Dump Reload Level I to II

JLovegren

Member
I hate to ask an unsmart question but...
Windows

I did a dump of data and sequences of a v9.1 workgroup database with Level I storage and a load into a v12.8 workgroup database with Level II storage.

I noticed that it appears that all of the data went into my schema area.
I may not know how to read it properly but from a file size standpoint it seems to be that.

The dump was straight forward and so was the load.
To be clear, I had previously created the v12.8 database and was running it in "test environment". I am refreshing the data with backed up data from v9. This is a go live simulation.

Before doing this I did not note the size of schema extent but it is now the size of my whole database which is odd and indicates that I may have missed a step.
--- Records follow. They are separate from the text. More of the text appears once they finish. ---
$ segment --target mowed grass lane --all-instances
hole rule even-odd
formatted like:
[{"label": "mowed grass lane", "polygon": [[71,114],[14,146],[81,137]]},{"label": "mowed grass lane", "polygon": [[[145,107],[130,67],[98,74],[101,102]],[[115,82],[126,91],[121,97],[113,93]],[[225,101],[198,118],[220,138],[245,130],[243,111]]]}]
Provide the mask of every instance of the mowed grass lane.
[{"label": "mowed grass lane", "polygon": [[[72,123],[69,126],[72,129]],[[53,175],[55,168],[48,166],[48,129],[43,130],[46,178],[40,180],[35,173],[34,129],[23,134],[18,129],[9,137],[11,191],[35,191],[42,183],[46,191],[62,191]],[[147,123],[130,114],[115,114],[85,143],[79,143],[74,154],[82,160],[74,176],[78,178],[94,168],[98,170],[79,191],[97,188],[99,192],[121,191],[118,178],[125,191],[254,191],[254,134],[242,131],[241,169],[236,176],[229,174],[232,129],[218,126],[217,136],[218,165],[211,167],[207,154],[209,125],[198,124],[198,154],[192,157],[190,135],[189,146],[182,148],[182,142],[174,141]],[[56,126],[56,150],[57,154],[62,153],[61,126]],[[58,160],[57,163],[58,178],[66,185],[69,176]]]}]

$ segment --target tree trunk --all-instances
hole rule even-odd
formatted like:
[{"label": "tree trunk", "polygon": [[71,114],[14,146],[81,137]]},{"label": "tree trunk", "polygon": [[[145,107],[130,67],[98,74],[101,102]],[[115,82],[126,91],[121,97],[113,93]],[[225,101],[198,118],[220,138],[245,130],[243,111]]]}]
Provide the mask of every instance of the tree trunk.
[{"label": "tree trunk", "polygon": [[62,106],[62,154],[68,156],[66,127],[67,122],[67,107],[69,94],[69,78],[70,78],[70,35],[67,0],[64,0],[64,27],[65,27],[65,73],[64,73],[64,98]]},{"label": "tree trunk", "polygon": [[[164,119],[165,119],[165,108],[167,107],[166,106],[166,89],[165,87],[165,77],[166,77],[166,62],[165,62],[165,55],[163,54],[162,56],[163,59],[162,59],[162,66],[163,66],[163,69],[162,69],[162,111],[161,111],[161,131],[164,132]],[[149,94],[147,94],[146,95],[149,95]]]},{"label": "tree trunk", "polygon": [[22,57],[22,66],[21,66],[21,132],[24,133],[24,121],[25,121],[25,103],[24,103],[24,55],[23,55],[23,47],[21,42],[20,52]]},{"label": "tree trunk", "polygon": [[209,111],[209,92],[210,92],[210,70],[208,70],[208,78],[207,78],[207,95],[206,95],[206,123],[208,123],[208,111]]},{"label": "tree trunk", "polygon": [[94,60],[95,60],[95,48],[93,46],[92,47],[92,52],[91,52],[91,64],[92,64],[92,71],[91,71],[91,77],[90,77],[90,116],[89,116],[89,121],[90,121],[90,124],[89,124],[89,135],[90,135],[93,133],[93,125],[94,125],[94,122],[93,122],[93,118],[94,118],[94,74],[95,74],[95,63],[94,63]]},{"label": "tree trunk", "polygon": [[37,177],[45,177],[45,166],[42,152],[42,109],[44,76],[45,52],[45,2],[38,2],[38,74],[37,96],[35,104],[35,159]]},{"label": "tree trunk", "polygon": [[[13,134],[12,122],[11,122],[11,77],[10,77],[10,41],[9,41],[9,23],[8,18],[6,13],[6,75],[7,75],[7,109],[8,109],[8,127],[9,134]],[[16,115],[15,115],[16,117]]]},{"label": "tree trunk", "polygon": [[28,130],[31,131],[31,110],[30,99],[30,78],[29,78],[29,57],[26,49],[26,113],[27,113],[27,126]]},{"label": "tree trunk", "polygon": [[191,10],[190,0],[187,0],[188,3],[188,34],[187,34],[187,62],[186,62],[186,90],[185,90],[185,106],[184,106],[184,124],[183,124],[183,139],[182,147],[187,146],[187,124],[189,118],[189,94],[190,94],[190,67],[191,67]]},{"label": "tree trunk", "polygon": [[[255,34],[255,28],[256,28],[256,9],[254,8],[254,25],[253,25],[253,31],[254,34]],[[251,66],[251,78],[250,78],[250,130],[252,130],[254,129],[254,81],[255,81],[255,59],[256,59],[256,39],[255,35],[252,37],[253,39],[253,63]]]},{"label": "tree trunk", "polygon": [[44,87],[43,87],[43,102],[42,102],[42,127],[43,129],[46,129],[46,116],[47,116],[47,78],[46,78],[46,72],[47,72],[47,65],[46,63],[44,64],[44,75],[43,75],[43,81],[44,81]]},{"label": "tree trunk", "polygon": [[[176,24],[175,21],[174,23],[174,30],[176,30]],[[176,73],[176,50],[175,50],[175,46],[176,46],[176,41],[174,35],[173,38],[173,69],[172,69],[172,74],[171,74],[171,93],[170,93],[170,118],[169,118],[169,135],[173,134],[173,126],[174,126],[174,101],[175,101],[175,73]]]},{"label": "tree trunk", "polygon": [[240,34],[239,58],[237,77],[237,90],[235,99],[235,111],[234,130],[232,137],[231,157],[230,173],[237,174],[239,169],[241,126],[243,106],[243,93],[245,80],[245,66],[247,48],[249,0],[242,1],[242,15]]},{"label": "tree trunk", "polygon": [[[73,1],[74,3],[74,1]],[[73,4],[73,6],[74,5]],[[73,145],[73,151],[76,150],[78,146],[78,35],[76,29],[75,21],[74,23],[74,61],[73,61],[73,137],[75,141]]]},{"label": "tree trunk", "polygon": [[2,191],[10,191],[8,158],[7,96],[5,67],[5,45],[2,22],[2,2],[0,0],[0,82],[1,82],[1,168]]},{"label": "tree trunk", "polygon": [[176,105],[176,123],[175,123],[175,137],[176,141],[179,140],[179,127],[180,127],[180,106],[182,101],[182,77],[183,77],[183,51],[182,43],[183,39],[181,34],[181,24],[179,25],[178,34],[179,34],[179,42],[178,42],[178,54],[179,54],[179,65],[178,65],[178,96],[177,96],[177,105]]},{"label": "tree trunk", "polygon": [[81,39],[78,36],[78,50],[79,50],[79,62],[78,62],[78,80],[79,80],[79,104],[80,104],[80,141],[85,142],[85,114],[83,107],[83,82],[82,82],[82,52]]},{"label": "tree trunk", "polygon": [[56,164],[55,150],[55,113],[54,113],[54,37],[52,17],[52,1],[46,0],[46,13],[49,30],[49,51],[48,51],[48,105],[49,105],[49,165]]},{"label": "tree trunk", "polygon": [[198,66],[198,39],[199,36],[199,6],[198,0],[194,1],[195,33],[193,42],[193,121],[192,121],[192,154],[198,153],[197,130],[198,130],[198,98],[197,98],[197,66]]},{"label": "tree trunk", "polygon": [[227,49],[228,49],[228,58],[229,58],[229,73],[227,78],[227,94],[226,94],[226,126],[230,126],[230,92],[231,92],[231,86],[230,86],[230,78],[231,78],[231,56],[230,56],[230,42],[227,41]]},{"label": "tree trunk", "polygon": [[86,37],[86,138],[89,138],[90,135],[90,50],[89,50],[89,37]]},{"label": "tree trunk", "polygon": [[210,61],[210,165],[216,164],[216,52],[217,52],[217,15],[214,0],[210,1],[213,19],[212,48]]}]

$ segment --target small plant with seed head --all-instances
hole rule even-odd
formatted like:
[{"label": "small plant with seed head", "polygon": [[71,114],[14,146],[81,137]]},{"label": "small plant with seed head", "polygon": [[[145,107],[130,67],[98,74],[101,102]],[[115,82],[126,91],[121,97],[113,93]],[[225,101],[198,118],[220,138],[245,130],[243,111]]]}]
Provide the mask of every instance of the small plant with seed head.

I will share my set file and the screenshot of the data folder.

1775262619268.png
my set file:
____________________________________
#
b E:\AriesBI\Aries.b1 f 819200
b E:\AriesBI\Aries.b2
#
d "Schema Area":6,64;1 D:\AriesDB\Aries.d1
#
a F:\AriesAI\Aries.a1
#
a F:\AriesAI\Aries.a2
#
a F:\AriesAI\Aries.a3
#
d "DataArea":10,128;64 D:\AriesDB\Aries_10.d1 f 1024000
d "DataArea":10,128;64 D:\AriesDB\Aries_10.d2 f 1024000
d "DataArea":10,128;64 D:\AriesDB\Aries_10.d3 f 1024000
d "DataArea":10,128;64 D:\AriesDB\Aries_10.d4 f 1024000
d "DataArea":10,128;64 D:\AriesDB\Aries_10.d5 f 1024000
d "DataArea":10,128;64 D:\AriesDB\Aries_10.d6
#
a F:\AriesAI\Aries.a4
#
a F:\AriesAI\Aries.a5
#
a F:\AriesAI\Aries.a6
#
a F:\AriesAI\Aries.a7
#
a F:\AriesAI\Aries.a8
#
a F:\AriesAI\Aries.a9
#
a F:\AriesAI\Aries.a10
#
d "IndexArea":20,128;64 D:\AriesDB\Aries_20.d1 f 1024000
d "IndexArea":20,128;64 D:\AriesDB\Aries_20.d2 f 1024000
d "IndexArea":20,128;64 D:\AriesDB\Aries_20.d3

______________________________________________________
 
I did a dump of data and sequences of a v9.1 workgroup database
I assume you mean a dump of data, sequence values, and schema.

It is the schema that contains the mapping of schema objects (tables, indexes, and LOBs) into storage areas. If you loaded the same schema into your target database that you dumped from your source, then the area assignments would be unchanged. For example, if all objects in your v9 database are in the schema area, then loading that same schema into 12.8, followed by a data load, would put those objects into the new schema area.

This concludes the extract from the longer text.